Background EPaCCS enable the recording and sharing of key details and care preferences for patients approaching the end of life, supporting co-ordination of care and delivery of the right care, in the right place, by the right person, at the right time. Core content was identified in an NHS England national information standard for end of life care co-ordination (ISB 1580).

Methods In 2011 a local EPaCCS implementation group was formed with clinical and IT representation from 3 CCGs, 3 acute NHS Trusts, 2 community NHS Trusts, 4 independent hospices, GPs, out-of-hours providers and the ambulance service. From 2012–2014 existing EPaCCS across the country were viewed, an appropriate IT platform was identified, clinical staff were involved to agree content, and bespoke clinical templates were built. From 2014–2016 development took place through a test-launch-review cycle. Information governance issues were addressed with an executive governance policy, standard operating procedure and data sharing agreements. Extensive communication supported a launch across providers.
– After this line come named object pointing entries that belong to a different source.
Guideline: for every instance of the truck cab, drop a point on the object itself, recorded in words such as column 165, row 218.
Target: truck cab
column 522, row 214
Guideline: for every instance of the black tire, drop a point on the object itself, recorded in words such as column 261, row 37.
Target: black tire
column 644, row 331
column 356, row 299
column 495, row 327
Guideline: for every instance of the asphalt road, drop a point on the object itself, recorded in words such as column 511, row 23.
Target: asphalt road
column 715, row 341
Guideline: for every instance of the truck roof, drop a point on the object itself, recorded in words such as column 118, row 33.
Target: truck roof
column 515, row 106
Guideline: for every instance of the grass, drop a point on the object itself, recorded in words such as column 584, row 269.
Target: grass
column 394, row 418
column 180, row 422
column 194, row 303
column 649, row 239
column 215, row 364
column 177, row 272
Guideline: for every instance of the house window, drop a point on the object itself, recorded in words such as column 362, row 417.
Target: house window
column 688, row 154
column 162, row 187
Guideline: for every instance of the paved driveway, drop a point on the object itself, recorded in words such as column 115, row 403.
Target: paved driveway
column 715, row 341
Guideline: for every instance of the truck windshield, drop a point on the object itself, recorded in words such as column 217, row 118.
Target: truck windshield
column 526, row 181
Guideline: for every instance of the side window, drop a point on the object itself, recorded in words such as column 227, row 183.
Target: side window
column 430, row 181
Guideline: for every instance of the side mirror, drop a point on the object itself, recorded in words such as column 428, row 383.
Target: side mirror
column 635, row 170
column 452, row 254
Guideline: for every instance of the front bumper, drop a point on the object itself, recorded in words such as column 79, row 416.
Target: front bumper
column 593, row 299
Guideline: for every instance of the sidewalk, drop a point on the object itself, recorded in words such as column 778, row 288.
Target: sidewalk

Results The system went live in November 2016. Over 600 patients have a CASTLE Register record and over 900 staff have been trained and licensed to use the system. It can be viewed in acute, community and hospice settings with automated notifications sent to ambulance and out-of-hours services. Key challenges have included the need for continuous collaboration between all providers; clinical/IT leads learning to speak a common language; interoperability between 10 clinical IT systems; need for culture change across the entire health economy.

Conclusions The journey through engagement, scoping, development and communication has been challenging with many obstacles to overcome along the way. Throughout, the patient has been kept at the centre with passionate clinical leadership and perseverance over years. Ongoing sustainability is being supported through engagement of local clinical champions, CCG funding incentives for GPs, shared resources, training and video learning.